The E&N Roundhouse is another heritage building for butchering. In Europe, heritage buildings were rebuilt as they were before the devastation of war. In Victoria, heritage buildings are gutted or overshadowed by new construction or only the front wall is kept. Like antiquities stolen by grave robbers, most of the historic value is gone. Tourists come to see real historical areas, not illusion.

In the city, if heritage buildings are inconvenient or interfere with profit, they are gone.

The Roundhouse can be used again as a rail-service facility when city leaders finally follow all the U.S. cities and states — San Francisco, Los Angeles, Sacramento, California, Salt Lake City, Utah, New Mexico, Denver, Portland and many eastern states and cities — where rail transportation, integrated with bus transit, is hugely popular and brings renewal.

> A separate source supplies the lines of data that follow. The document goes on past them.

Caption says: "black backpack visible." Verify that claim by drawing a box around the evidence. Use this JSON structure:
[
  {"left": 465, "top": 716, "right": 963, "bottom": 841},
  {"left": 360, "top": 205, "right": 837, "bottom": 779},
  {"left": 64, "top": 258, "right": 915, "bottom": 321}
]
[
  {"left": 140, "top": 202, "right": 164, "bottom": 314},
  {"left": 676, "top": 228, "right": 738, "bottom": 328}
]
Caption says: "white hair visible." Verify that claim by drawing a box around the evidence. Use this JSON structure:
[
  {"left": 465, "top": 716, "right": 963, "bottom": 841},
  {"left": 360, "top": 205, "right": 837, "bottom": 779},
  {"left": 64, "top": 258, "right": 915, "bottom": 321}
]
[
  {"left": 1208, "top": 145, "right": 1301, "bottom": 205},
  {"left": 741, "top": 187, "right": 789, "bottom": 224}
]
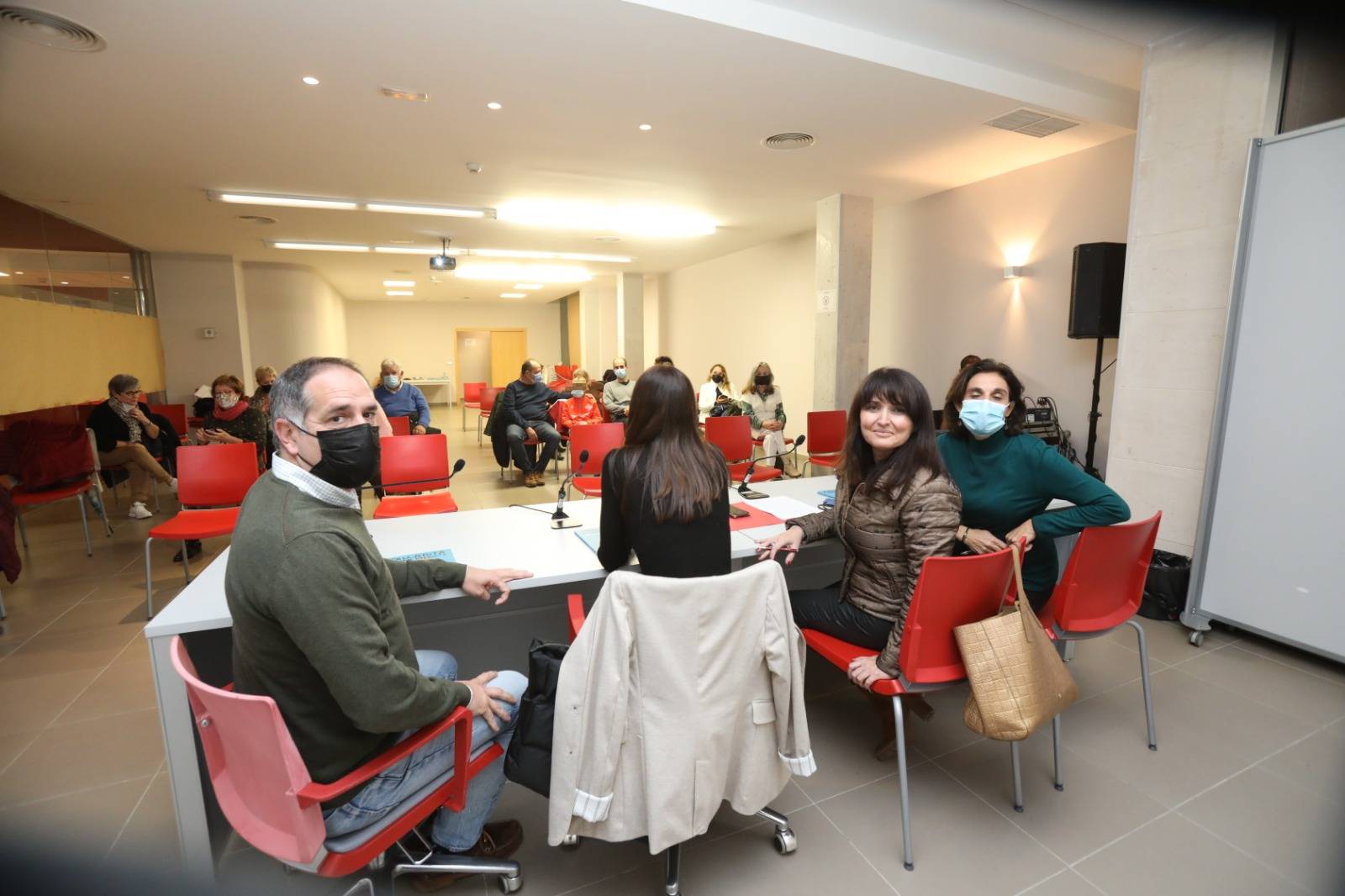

Light-rail trains can operate on the E&N tracks and right across the Johnson Street Bridge replacement. If it can carry highway trucks, it can carry light rail tracks and equipment. The city needs a streetcar service connecting the dockyard and the University of Victoria via downtown, Royal Jubilee Hospital and Camosun College. The capital cost is high but the return on investment is huge. Higher density and land values grow alongside the tracks. A dying downtown will be renewed, a great return on the investment.

Keep the roundhouse for trains and transportation and move into the 21st century.